6. The preparation method of the spherical copper oxide powder is characterized by comprising the following steps:

preparing a copper salt aqueous solution and a weak base aqueous solution, wherein the copper salt aqueous solution comprises a dispersing agent;

Converting the aqueous weak base solution into a weak base aerosol and adding the weak base aerosol to the aqueous copper salt solution to obtain a suspension of a copper-containing compound;

Performing a homogeneous hydrothermal reaction on the suspension of copper-containing compounds to obtain a copper precursor suspension;

And carrying out solid-liquid separation on the copper precursor suspension, and drying the obtained solid substance to obtain spherical copper oxide powder.

7. A method for preparing spherical copper powder, comprising the steps of:

preparing spherical copper oxide powder by the preparation method of the spherical copper oxide powder according to any one of claims 1 to 6;

And carrying out hydrogen reduction treatment on the spherical copper oxide powder to obtain spherical copper powder.
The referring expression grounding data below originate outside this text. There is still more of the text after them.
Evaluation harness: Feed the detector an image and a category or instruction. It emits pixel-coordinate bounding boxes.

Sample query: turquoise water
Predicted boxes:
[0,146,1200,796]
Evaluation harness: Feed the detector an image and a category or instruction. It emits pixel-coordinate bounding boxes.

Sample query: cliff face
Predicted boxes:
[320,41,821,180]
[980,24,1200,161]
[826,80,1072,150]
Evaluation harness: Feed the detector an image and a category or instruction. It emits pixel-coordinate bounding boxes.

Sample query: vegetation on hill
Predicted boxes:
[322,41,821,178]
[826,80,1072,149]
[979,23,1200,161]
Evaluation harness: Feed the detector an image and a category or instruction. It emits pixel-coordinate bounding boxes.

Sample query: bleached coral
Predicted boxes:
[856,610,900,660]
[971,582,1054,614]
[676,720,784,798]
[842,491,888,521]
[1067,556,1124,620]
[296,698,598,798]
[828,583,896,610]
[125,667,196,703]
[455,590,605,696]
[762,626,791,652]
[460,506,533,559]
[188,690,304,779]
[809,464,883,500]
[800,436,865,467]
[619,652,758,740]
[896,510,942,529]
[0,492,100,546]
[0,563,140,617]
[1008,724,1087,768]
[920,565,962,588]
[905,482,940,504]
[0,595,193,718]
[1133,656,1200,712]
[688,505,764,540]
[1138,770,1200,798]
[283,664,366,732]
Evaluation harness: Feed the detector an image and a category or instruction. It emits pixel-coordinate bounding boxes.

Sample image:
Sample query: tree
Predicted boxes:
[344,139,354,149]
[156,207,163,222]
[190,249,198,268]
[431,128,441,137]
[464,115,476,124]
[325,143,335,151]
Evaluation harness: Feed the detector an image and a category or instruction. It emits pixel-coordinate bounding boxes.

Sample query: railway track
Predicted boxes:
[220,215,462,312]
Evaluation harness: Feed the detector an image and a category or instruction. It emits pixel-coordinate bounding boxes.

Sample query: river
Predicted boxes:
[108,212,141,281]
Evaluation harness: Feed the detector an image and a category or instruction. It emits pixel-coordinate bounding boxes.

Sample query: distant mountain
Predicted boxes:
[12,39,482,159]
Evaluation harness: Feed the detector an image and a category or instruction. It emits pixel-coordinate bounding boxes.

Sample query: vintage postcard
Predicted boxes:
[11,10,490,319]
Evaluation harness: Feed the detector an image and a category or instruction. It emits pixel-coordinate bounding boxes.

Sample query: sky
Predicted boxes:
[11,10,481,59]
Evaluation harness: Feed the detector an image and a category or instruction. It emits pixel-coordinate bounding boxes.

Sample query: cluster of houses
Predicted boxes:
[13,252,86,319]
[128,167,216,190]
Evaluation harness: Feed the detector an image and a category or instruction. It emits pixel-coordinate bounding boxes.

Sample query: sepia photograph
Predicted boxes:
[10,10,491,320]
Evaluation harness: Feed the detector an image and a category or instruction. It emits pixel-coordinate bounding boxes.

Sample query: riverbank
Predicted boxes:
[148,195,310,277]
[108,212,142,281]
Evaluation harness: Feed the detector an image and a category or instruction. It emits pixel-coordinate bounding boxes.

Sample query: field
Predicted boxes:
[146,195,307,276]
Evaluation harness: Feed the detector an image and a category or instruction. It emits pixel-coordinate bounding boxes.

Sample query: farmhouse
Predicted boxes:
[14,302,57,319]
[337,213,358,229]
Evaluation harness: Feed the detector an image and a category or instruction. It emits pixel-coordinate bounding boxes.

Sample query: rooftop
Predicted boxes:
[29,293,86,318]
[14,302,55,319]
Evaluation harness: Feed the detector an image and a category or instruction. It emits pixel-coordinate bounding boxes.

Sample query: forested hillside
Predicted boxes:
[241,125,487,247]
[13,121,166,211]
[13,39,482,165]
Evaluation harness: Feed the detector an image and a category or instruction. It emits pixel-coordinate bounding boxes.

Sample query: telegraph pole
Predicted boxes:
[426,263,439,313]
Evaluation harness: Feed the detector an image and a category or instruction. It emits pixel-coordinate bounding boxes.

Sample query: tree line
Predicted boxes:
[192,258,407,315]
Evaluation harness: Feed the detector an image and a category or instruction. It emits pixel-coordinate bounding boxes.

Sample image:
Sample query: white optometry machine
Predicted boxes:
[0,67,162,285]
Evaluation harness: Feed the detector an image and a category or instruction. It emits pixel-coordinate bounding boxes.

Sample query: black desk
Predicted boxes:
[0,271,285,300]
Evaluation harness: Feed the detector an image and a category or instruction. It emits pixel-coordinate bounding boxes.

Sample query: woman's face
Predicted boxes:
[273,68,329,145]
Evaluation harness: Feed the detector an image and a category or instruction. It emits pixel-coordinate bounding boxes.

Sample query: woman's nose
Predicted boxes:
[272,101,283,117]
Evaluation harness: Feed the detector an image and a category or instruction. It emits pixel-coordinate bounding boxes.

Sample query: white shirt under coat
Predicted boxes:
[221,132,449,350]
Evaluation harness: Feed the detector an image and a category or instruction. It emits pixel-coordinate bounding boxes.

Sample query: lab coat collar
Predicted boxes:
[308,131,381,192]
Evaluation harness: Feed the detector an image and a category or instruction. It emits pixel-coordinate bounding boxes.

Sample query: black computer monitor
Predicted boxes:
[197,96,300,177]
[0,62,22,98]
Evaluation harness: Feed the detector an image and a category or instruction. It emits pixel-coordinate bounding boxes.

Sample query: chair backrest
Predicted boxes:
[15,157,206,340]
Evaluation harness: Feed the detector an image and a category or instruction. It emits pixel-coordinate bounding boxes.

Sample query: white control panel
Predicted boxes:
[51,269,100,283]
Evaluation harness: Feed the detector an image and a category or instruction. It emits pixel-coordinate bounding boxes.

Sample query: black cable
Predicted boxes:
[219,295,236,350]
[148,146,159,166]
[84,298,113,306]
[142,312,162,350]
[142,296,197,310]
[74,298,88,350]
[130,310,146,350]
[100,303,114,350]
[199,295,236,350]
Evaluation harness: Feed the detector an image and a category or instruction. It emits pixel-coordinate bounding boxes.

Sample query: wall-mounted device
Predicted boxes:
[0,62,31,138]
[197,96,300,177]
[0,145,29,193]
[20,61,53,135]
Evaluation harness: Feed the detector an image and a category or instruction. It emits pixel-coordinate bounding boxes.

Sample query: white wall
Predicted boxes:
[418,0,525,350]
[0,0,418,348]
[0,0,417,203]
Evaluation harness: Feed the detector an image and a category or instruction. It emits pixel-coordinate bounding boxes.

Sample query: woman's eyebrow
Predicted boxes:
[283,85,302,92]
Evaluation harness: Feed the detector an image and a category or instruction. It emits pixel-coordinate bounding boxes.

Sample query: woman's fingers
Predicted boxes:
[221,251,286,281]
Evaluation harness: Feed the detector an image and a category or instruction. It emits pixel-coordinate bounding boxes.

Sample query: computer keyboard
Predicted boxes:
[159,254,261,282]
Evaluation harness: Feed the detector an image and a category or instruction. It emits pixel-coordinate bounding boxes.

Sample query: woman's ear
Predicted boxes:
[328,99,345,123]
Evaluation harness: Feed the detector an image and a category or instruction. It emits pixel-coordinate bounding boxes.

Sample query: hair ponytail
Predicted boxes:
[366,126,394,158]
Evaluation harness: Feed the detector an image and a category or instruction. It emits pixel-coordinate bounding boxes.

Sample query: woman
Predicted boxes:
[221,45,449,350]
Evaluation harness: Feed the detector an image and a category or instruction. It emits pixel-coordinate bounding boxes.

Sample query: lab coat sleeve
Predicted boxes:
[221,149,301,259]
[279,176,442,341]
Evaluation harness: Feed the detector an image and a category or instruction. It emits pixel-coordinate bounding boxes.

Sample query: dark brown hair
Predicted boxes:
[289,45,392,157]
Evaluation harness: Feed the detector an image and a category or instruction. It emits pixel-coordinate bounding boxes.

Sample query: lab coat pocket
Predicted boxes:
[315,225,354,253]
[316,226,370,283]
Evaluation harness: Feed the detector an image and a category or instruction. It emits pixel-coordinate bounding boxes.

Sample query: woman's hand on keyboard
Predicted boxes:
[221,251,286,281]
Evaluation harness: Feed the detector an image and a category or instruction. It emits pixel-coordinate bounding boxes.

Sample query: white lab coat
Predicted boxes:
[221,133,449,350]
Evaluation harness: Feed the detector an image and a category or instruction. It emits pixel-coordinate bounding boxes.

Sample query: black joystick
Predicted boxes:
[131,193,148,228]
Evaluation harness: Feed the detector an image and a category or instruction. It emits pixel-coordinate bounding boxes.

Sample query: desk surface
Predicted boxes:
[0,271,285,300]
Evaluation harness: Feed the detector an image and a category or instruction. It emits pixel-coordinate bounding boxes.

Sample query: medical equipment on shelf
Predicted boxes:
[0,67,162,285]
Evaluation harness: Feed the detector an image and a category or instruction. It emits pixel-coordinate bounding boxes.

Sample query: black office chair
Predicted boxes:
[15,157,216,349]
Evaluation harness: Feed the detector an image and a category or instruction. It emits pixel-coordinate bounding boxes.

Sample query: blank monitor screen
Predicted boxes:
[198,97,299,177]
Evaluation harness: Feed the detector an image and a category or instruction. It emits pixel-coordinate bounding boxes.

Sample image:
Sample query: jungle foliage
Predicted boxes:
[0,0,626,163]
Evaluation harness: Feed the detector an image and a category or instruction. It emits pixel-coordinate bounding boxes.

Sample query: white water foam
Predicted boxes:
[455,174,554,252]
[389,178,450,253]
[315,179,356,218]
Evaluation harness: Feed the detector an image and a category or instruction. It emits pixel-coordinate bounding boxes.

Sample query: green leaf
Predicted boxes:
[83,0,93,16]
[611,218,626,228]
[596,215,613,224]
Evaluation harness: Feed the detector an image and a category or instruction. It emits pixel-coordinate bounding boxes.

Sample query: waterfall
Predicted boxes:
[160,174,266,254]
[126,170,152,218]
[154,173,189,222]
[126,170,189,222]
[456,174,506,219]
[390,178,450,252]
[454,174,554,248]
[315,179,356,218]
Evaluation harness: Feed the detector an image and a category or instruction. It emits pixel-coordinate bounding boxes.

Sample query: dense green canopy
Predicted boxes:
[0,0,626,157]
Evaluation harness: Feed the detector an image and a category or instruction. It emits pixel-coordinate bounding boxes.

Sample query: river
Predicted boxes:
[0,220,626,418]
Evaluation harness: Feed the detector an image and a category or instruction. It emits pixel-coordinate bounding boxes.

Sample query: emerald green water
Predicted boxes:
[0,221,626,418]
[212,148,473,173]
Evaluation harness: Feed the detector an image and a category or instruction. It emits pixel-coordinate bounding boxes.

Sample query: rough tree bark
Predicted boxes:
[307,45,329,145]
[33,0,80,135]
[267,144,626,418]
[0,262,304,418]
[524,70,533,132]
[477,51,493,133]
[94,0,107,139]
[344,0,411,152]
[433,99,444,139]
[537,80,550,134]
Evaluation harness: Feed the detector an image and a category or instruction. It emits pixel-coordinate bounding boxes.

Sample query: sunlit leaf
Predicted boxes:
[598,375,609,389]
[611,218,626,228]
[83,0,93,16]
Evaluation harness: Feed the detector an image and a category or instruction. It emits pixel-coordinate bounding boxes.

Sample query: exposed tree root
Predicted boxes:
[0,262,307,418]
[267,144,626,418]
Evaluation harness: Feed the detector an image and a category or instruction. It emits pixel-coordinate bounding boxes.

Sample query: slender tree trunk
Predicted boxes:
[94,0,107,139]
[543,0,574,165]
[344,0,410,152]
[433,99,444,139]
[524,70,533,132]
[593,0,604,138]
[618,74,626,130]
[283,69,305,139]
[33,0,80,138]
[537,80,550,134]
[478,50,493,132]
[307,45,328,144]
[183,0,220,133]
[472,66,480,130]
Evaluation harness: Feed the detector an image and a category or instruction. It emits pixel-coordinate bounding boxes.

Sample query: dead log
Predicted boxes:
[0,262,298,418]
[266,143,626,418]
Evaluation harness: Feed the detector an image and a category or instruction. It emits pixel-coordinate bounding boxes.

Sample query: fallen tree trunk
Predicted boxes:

8. The method of producing a spherical copper powder according to claim 7, wherein the hydrogen reduction treatment is performed on the spherical copper oxide powder to obtain the spherical copper powder, comprising:

heating to 180-300 ℃ at the heating rate of 5-10 ℃ per minute, carrying out hydrogen reduction treatment on the spherical copper oxide powder, and preserving heat for 30-2 hours to obtain the spherical copper powder.

9. A spherical copper oxide powder prepared by the method of any one of claims 1 to 6.

10. A spherical copper powder prepared by the method of claim 7 or 8.